Gelbfieber: Impfempfehlung nach Land – Quelle: Institute of Tropical Medicine, Antwerp.
Und die junge Frau? Der Fall war komplexer als auf den ersten Blick erwartet: PCRs auf COVID-19 und Influenza, die häufigsten fieberassoziierten Mitbringsel, waren negativ. Wir haben mehrfach mikroskopisch eine Malaria ausgeschlossen. Dengue-IgG war positiv, sie war allerdings auch gegen Dengue-Fieber geimpft. Allerdings war auch IgM grenzwertig positiv, Dengue-ns1-Antigen negativ. Und jetzt?

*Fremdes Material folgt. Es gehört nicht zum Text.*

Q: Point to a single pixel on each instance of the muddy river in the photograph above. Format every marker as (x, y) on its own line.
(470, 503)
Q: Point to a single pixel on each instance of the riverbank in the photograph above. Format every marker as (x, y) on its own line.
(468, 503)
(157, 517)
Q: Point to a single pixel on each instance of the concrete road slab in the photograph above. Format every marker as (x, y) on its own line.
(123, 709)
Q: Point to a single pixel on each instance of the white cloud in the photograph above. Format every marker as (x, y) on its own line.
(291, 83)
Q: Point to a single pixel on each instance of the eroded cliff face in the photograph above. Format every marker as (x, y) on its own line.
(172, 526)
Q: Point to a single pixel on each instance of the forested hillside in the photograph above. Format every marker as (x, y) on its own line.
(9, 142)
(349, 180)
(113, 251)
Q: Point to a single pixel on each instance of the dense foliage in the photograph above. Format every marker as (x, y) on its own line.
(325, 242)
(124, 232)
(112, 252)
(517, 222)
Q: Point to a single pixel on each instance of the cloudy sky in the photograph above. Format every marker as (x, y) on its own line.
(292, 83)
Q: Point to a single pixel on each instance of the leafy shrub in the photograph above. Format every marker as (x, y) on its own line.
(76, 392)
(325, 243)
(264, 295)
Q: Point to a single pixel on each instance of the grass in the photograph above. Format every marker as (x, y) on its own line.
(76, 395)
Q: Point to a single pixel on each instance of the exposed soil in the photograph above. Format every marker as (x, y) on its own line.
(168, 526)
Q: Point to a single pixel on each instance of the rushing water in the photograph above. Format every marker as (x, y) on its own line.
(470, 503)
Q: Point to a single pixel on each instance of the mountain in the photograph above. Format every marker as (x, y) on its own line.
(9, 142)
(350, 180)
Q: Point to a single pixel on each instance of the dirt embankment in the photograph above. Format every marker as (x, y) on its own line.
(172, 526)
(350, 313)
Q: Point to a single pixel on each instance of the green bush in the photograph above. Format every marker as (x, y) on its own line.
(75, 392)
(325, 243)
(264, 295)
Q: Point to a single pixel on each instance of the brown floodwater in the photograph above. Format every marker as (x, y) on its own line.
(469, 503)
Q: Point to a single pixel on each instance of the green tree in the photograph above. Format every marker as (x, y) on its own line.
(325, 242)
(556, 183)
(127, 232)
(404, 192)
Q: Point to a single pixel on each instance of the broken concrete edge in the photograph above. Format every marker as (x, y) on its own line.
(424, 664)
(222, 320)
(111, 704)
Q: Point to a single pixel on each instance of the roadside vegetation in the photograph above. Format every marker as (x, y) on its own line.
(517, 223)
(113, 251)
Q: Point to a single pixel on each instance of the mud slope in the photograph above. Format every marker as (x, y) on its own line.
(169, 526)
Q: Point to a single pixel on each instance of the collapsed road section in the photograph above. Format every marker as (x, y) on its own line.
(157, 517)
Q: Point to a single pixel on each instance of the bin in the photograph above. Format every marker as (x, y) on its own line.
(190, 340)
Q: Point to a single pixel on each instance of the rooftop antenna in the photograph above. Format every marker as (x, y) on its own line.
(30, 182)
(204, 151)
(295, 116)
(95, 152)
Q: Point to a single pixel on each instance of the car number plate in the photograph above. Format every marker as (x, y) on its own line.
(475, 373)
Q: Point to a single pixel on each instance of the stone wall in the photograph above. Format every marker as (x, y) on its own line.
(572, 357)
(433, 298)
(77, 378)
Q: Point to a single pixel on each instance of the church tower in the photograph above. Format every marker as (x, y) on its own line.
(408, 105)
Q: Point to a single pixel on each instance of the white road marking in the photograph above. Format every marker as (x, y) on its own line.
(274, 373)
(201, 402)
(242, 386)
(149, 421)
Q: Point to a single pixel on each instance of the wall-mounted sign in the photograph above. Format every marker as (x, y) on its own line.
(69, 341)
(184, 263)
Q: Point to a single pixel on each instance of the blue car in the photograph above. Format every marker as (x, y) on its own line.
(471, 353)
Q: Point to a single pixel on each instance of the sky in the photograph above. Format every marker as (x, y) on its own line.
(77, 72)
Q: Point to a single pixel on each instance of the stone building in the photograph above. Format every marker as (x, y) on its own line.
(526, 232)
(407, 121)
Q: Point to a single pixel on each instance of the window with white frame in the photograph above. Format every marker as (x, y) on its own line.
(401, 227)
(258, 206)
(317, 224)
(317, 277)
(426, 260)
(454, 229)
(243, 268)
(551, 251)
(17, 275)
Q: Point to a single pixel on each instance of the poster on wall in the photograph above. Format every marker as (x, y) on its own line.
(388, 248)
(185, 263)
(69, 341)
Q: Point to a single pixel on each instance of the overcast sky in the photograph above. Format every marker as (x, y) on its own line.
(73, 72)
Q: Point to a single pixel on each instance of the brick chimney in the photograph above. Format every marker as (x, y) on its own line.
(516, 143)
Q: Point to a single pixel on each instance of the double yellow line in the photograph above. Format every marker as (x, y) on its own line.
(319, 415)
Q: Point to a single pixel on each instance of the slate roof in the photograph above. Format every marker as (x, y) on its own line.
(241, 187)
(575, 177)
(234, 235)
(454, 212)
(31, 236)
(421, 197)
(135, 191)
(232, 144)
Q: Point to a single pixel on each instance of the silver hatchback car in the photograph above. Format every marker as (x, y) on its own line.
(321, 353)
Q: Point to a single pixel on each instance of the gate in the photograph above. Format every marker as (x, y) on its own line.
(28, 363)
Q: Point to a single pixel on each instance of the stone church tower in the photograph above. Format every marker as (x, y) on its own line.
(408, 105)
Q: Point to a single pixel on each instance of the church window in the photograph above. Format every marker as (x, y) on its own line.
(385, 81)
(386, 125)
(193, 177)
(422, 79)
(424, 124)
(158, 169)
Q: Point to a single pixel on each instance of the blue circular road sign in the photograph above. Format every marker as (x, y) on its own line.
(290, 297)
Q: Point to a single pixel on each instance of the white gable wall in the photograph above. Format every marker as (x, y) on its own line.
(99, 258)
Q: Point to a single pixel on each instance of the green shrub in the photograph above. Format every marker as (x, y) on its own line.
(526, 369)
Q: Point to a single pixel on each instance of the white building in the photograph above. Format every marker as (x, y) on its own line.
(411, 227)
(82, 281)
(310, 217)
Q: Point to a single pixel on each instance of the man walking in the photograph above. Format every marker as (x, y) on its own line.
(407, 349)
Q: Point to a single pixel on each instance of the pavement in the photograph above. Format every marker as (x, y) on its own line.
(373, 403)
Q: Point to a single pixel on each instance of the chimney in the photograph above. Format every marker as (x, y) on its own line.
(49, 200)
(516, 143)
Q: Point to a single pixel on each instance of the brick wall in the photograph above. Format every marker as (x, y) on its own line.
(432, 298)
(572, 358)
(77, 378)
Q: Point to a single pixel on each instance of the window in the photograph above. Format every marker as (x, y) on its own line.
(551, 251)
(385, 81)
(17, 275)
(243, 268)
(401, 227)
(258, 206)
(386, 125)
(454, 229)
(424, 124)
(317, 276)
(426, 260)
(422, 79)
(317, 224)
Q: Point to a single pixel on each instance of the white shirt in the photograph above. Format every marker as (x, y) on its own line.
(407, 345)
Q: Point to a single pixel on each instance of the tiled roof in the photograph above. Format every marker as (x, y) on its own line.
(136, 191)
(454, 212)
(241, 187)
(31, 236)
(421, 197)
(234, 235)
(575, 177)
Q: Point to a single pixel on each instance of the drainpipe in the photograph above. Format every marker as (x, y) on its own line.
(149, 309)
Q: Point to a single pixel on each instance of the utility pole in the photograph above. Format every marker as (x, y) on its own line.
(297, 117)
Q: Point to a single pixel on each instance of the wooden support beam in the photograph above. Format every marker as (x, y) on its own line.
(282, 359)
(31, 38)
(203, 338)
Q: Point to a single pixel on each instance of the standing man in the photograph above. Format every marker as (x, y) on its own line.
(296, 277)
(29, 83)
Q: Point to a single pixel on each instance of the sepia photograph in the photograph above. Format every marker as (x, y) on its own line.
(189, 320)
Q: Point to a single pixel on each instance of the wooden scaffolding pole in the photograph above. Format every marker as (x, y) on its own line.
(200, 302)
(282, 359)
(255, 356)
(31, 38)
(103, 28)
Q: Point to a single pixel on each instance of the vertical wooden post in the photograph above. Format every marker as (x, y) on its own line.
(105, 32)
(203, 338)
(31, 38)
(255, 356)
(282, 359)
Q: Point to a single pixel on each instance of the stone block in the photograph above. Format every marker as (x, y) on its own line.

Da sie auch Malaria-Prophylaxe eingenommen hatte und wir daher – wenn überhaupt – eine niedrige Malaria-Parasitämie erwarten würden, meldeten wir eine Malaria-PCR nach. Und zur Einordnung des merkwürdigen Dengue-Serologie-Befundes noch eine Dengue-PCR. Und voilà – Malaria negativ, aber Dengue positiv! Ein spannender Befund, da wir uns zeitlich genau am Ende der Nachweisbarkeit von ns1 und am Anfang der Antikörperexpression befanden. Klinisch passte es genau, nach wenigen Tagen unter symptomatischer Therapie besserte sich ihr Zustand deutlich.
Flaviviren sind keine Exoten mehr. Was früher nur tropenmedizinische Spezialsprechstunden beschäftigte, hat heute Auswirkungen auf die reguläre Notaufnahme und das infektiologische Management im Krankenhausalltag. Wer fiebernde Reiserückkehrer aufnimmt, sollte diese vier Erkrankungen stets mitdenken. Mückenstiche sind klein – ihre Auswirkungen sind es längst nicht mehr.